This is EXACTLY the term used by my supervisors and co-workers when writting our evaluations. I indeed have decided that I should expand my goals outside of work. You hit the nail on the head.

 

I wrote down the basic goals on a regular ol' notecard and folded it up and put it in my wallet. Everytime I bought something I would think about them. When my wallet was empty of cash I would think about how my goals would help fix it etc.

 

In the words of the Guiness Guys..."BRILLIANT!" What an awesome way to go about doing it. If the card has a bunch of lines through all the goals you have accomplished and you've used up both sides of the card then THAT is progress. If the card has one line on it, is dirty, worn, and probably washed...then one would have to either:

 

A) Re-evaluate the goal on the note card. Was this goal too lofty, do I need to baby step from other goals to this one?

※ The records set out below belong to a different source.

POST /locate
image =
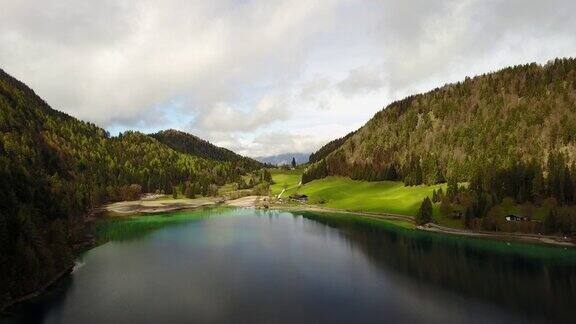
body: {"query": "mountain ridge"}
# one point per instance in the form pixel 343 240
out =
pixel 517 113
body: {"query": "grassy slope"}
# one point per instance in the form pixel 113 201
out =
pixel 346 194
pixel 383 196
pixel 284 178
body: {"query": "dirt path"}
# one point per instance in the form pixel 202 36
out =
pixel 249 201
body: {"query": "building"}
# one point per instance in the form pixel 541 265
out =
pixel 516 218
pixel 299 198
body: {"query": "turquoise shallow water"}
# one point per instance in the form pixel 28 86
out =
pixel 224 265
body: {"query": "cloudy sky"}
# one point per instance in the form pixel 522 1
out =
pixel 264 77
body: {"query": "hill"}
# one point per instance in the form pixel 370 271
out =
pixel 511 135
pixel 284 159
pixel 55 168
pixel 329 148
pixel 517 114
pixel 193 145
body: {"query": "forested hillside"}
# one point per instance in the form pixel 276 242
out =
pixel 329 148
pixel 54 168
pixel 509 134
pixel 190 144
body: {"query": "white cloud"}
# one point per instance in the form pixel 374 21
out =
pixel 242 72
pixel 361 80
pixel 225 118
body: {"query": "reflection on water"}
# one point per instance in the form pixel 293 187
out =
pixel 529 279
pixel 224 265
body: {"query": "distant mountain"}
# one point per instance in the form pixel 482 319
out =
pixel 193 145
pixel 283 159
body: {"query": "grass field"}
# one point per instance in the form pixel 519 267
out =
pixel 284 179
pixel 383 196
pixel 346 194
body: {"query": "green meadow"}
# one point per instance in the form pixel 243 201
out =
pixel 382 196
pixel 391 197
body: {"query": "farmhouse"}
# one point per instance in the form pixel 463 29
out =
pixel 299 198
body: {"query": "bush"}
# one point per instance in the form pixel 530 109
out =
pixel 425 213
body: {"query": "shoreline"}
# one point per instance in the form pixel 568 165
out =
pixel 557 241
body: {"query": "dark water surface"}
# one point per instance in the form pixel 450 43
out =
pixel 228 265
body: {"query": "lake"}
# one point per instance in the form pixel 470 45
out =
pixel 233 265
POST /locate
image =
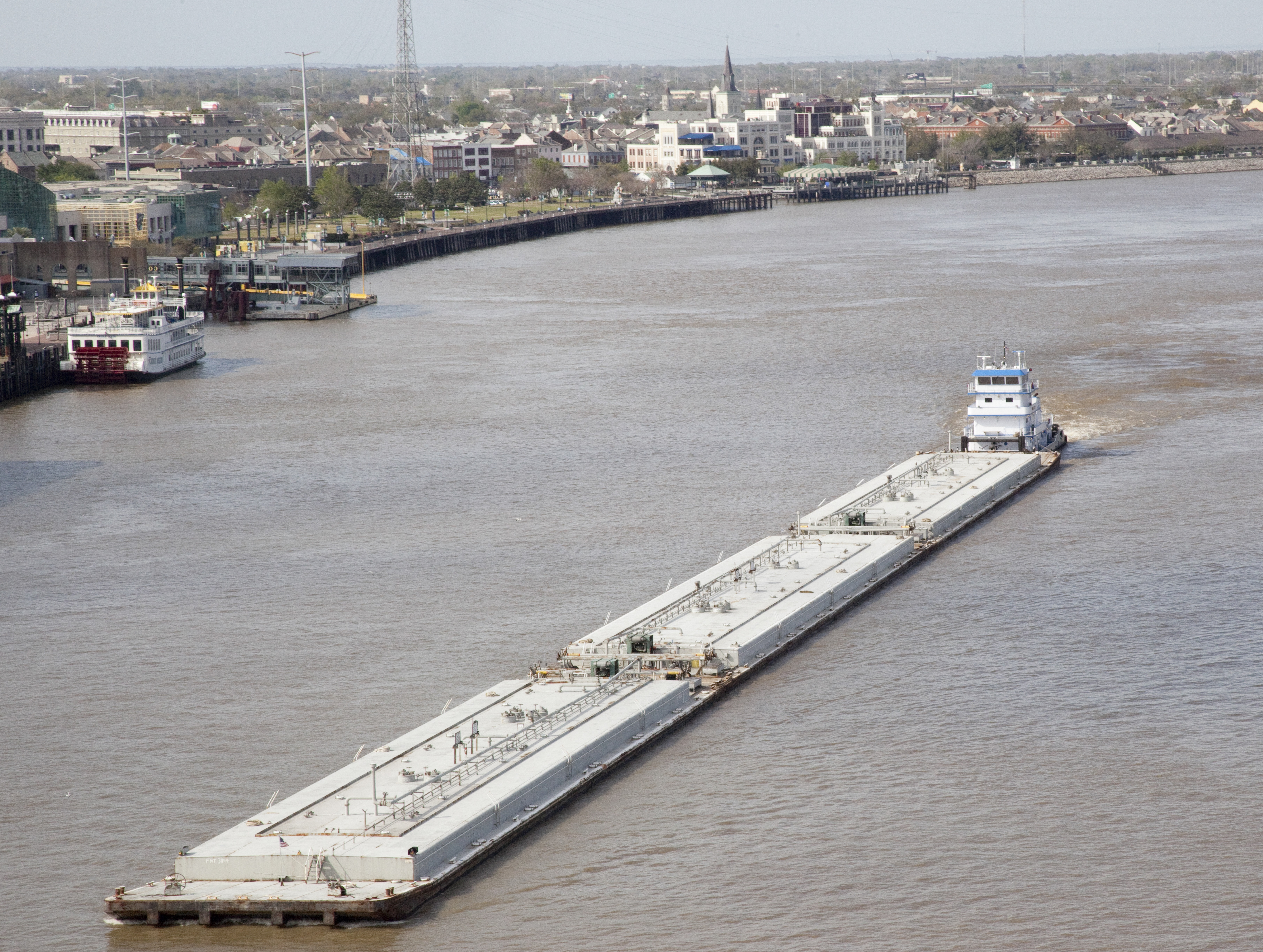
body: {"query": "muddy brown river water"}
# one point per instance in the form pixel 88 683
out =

B) Examine the original drive behind the goal. Was this goal what I really wanted? Is this goal what I want now?

 

Because if the goal trully is important for you, then you wont forget about it. I love it....I should do this.

 

 

 

Find some more hobbies to fill in that gaming gap so u can slowly chissel away at the time u spend gaming

 

Ind33d. I've taken up golf in the last two weeks. I'm excited about the game. The last time I was this pumped about outdoor sports I was in high school and discovered my natural apptitude for tennis. 4.5 years later I was playing varsity for my high school. I gave up the game and moved on due to life changes...but golf...golf is a life long sport that one may never master. It gets me outside, moves more than my mouse and keyboard hand, and while it may prompt colorful language just as much as a running AK headshot, is a refined game of patience, practice and determination...

 

Good stuff guys, thanks for the stories!